American Jews tend to eat their salmon on bagels, but because the Dayag don’t grow wheat, bagels were off the menu. Eggs on the other hand, that was another story. Of all egg dishes, one of my favorites is the frittata, an Italian dish that some people describe as an open-face omelet. But unlike the omelet, frittatas are easy to make for multiple people, making it a great choice for a family. I also love the idea of playing with an Italian dish. Many Italian immigrants and Jewish immigrants moved to large cities and often lived in neighborhoods close to one another. Italian food became an important part of the American Jewish experience. As a child I probably ate more Italian food than I did Jewish food.
6 oz smoked salmon
1 cup goat kefir (can substitute cow milk, cream, or kefir)
2 T fresh dill
grapeseed oil (or sunflower oil)
Beat together eggs, add kefir and finely chopped dill. Set aside.
Cut leeks in half and rinse under running water or soak in a bowl to clean dirt from inner layers. Slice leeks and asparagus into 1/4 inch pieces. Add about two tablespoons of oil to a preheated pan, add the leeks and asparagus and cover. Sweat the leeks and asparagus on low/medium heat for about 5 minutes. Meanwhile, slice mushrooms and crumble salmon. Add mushrooms, and salmon to leeks. Continue to sweat on low/medium heat for a few more minutes, until just soft. Do not let the vegetables to become brown or mushy.

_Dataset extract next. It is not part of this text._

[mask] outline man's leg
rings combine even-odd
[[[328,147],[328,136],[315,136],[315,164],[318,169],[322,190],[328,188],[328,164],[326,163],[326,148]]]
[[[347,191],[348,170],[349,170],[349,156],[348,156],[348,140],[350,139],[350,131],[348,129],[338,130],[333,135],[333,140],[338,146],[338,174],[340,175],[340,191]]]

Season the egg mixture with a little salt and pepper (Taste the vegetables prior to seasoning the eggs since smoked salmon tends to be salty. If the vegetables are very salty, do not add much salt to the eggs.) Add enough oil to a preheated non-stick pan to just cover the bottom. Pour egg mixture into pan. Cook at medium/low for approximately one minute to allow mixture to begin to set. Add the vegetables and salmon to egg mixture, distributing evenly. Cover and cook over medium/low heat until fully set, approximately 15-20 minutes. Turn out onto a cutting board and cut into 8 pieces (pizza cutters work well). Garnish with dill.
Serves 4 – 8. One wedge plus potatoes or a light salad is enough for one. We often just have two wedges and call it good.